The validation set is a portion of the training data set aside for hyperparameter tuning and model selection — distinct from both the Training set (which fits parameters) and the Test set (which estimates final generalization).
The three-way split:
- Training set — fit the model’s parameters via Gradient descent.
- Validation set — evaluate different model configurations, pick hyperparameters like learning rate, polynomial degree, regularization strength.
- Test set — locked away until the end. Used once, for the final unbiased estimate of generalization performance.
The reason for the separate validation set: if we tuned hyperparameters against the test set, we’d implicitly be optimizing against it. After enough tuning rounds, the test set would no longer measure generalization to unseen data — it would measure how well we tuned to that particular test set. The test set has to be locked away.
A typical workflow:
- Split the data: 20% test, 80% train+validation.
- Within the train+validation portion, split again: 75% train, 25% validation (= 60% / 20% of the whole).
- Train on the training portion. Evaluate on validation. Try a different hyperparameter. Train again. Evaluate again. Iterate.
- Pick the configuration with the best validation performance.
- Retrain on all of train+validation using that configuration.
- Evaluate once on the test set. Report that number.

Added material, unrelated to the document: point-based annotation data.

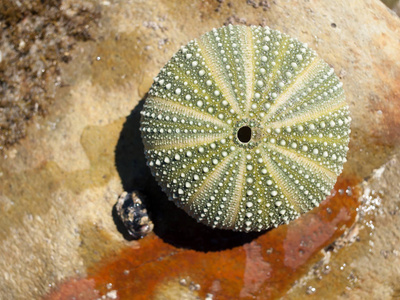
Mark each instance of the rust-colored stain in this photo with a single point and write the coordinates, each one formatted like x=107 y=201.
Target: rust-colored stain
x=265 y=267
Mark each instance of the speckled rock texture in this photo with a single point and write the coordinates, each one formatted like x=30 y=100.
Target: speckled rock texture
x=58 y=186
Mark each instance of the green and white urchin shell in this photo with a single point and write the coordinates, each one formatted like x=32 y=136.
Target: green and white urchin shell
x=246 y=128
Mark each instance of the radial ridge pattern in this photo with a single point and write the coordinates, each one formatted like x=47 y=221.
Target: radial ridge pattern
x=246 y=128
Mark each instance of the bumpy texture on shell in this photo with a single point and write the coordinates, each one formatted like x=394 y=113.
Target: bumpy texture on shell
x=246 y=128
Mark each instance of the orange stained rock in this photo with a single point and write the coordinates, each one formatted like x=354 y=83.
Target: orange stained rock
x=265 y=267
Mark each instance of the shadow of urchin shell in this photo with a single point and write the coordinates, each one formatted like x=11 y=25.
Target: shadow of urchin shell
x=246 y=128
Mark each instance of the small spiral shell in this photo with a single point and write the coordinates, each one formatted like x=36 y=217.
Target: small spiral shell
x=246 y=128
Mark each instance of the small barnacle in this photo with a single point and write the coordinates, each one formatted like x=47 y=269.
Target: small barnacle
x=133 y=214
x=246 y=128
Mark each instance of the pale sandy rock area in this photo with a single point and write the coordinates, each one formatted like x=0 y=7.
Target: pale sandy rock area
x=59 y=184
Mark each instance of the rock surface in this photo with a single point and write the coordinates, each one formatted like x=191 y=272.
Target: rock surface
x=58 y=186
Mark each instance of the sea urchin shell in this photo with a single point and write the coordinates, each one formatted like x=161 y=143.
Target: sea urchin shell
x=246 y=128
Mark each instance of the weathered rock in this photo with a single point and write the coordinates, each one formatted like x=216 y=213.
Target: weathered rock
x=59 y=184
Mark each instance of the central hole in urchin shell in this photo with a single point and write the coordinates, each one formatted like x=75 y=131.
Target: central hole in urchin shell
x=244 y=134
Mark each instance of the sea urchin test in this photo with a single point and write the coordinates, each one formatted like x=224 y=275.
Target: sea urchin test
x=246 y=128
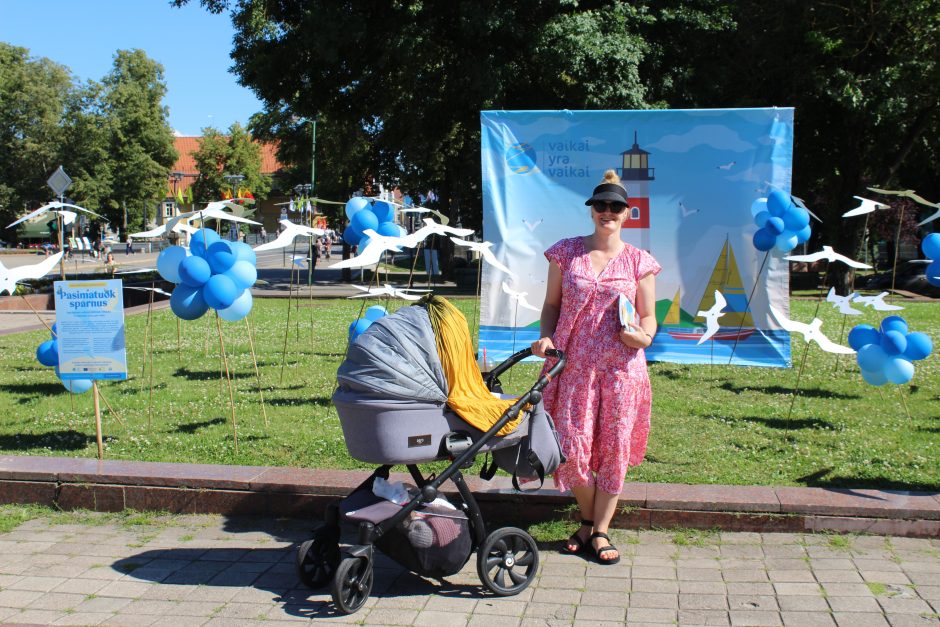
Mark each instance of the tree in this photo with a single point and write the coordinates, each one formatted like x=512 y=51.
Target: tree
x=33 y=94
x=235 y=153
x=140 y=140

For small datasets where a separate validation set would shrink the training set too much, K-fold cross-validation is the standard alternative. It splits the train+validation portion into folds and rotates which one is used for validation, training models. The average validation score across folds is a more robust estimator than a single train/validate split.
In scikit-learn, you can either do a manual train/validation split with train_test_split (called twice — once to peel off the test set, once to split the rest) or use cross-validation helpers like cross_val_score and GridSearchCV which handle the splits internally.
The discipline matters because the validation/test distinction is what keeps the final evaluation honest. Without it, the test number is contaminated by all the hyperparameter tuning that came before it.